The European transonic wind tunnel (ETW) is a high-Reynolds-number transonic wind tunnel using nitrogen as the test gas.

It is one of the world's largest cryogenic wind tunnels. It is situated in Cologne, Germany. ETW was constructed and is operated by the four European countries France, Germany, Great Britain and the Netherlands. The ETW has been in operation since 1994.
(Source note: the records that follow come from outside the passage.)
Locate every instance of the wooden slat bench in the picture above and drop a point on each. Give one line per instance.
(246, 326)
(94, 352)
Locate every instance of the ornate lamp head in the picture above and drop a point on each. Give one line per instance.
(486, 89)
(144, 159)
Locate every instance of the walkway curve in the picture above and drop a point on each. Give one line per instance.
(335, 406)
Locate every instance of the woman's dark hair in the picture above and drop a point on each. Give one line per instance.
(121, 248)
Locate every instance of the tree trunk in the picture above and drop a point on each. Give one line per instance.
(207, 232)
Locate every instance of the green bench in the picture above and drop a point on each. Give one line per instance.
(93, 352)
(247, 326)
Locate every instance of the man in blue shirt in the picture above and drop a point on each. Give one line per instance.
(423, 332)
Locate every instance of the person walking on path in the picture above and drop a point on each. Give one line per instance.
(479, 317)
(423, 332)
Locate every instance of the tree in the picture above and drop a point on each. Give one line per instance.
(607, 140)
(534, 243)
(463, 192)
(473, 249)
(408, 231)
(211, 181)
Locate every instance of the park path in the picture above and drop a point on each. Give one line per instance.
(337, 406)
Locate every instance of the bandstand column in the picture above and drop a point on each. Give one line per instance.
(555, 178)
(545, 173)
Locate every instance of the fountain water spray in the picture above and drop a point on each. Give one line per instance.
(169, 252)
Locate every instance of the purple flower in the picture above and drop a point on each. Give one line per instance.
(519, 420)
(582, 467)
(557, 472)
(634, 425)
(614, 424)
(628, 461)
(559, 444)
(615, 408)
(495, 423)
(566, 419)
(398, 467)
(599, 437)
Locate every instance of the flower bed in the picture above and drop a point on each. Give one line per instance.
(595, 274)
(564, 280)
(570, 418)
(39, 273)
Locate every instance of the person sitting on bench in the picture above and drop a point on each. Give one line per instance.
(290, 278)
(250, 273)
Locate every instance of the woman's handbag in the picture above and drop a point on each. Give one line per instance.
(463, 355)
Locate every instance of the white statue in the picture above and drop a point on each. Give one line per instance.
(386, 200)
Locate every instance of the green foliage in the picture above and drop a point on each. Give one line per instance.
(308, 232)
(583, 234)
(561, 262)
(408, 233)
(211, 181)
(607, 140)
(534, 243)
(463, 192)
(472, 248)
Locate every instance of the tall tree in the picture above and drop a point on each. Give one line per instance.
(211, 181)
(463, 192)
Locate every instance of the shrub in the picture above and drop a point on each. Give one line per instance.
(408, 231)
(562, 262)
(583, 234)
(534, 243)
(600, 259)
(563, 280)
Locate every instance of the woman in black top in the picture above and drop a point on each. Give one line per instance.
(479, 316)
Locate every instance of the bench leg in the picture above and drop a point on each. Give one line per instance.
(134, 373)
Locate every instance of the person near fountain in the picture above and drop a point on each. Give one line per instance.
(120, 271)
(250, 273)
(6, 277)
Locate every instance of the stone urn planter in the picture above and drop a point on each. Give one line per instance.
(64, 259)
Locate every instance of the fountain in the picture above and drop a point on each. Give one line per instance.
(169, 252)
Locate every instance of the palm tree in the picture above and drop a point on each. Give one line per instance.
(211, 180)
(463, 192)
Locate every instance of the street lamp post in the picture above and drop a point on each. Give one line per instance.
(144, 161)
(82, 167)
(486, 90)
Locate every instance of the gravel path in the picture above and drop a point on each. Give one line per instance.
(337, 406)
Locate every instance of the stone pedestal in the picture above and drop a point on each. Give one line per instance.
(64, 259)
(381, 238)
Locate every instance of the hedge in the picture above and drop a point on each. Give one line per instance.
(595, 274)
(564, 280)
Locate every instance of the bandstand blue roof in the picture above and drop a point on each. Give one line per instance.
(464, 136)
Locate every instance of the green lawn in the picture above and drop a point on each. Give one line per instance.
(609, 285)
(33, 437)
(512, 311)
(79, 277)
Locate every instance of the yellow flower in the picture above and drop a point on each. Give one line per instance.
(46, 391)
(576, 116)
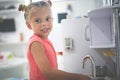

ETW provides real-flight Reynolds numbers by virtue of both increased pressure and decreased temperature. Independent variation of Reynolds number and aeroelastic loading can be investigated. They specialize in flight Reynolds number testing for full-span and semi-span models at cruise conditions and extreme borders of the flight envelope.

==Tunnel parameters==
The tunnel parameters are as follows:
- Test Section: 2.4 m x 2.0 m; length 9 m
- Mach Number Range: 0.15 - 1.3
- Pressure Range: 1.25 - 4.5 bar
- Temperature Range: 110 - 313 K
- Max. Reynolds number: 50 million per m

Optical access to the test section for various cameras and light sources is provided through 90 special windows in all walls.

==Wind tunnel circuit==
ETW has a closed aerodynamic circuit contained inside an internally insulated stainless steel pressure shell. The compressor with a drive power of up to 50 MW circulates the nitrogen gas around the circuit. To achieve the desired low temperature of the gas flow and to compensate for the heat input caused by viscous friction in the flow, liquid nitrogen with a temperature of -196 °C is continuously injected into the tunnel flow through four rakes with some 270 spray nozzles in the short leg of the circuit upstream of the compressor. This liquid nitrogen vaporizes immediately and thus forms the cold gas flow. The corresponding gaseous nitrogen exhaust is located in the other short leg of the circuit upstream of the stilling chamber and is controlled by valves to maintain constant pressure inside the tunnel.

===Test Section===
Test section details:
- Dimensions (H x W x L): 2.00m x 2.40 m x 9.00 m (incl. re-entry).
- Wall Configuration:
Top and bottom walls: 6 slots each, with 6.25% porosity, wall angle remotely adjustable
Side walls: 4 slots each, with 7.4% porosity
- Re-entry area: provided by movable finger flaps (one per slot)

An exchangeable model cart system is present to increase the productivity.

==Tunnel instrumentation==
The instrumentation facilities include flange type strain gauge balances, servoaccelerometer inclinometer, Kulite measurement system, Deformation Measurement System, Temperature Sensitive Paint System and mini tufts.